Ah . . . back from vacation.  Ready for the new year that lies ahead.  I am really excited about the coming year.  It is going to be a great year as we learn together more and more what it really means to love God and love others and then do it.  That of course is the key.  For us to merely learn about it does us no good if we don’t actually start doing it.  So, anyway, vacation was very good.  Spent some time in Lancaster with friends.  Did some fishing with the kids (Alyssa caught a huge largemouth bass) and a lot of bike riding.  After that we went over to NJ and stayed with my mom for a week.  More bike riding, hanging with my brother, Matt and my new sister-in-law, Amy and visiting with friends.  On Sunday the 24th we went to the church I grew up in, First Baptist Church of Toms River.  So much has changed and so much remains the same.  As I was flipping through the bulletin, I came across a devotional or letter that the pastor writes each week to the congregation.  I recognized the person being spoken of in the illustration.  It was my mother.  She had just told me about the incident and that she told the pastor.  What was written was so well done that I wanted to share part of it with all of you and challenge you to think hard about it, meditate on it, search your soul and listen to what the Holy Spirit is saying to your heart.

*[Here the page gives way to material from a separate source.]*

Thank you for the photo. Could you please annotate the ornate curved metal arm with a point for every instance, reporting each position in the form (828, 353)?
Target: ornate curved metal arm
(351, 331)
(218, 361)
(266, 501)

Many of us now have the benefit of GPS navigation tools in our cars.  One of the women in our church told me this week that her son gave her a GPS unit for her car.  She listens to the directions when she is comfortable with them, and does her own thing when she is not sure about the GPS directions.

It occurred to me that her response to GPS is much like our response to God and His Word.  When biblical instruction is comfortable to us, we have no problem obeying.  When the Bible pulls us out of our comfort zone, we often choose our own way over God’s way.

I wonder if God’s people will ever learn the simple practice of godly obedience.  What will God need to do in our lives to bring us to the place of responding “yes” to everything God says?  In our brokenness, we still believe that we know better than God does.  I wonder if we know the danger we bring to our lives by thinking this way.  Where might you and I be living as though we are smarter than God?  If we were to choose simple and complete obedience to God, what must change?  (Pastor John Strain)

 How will you answer those questions?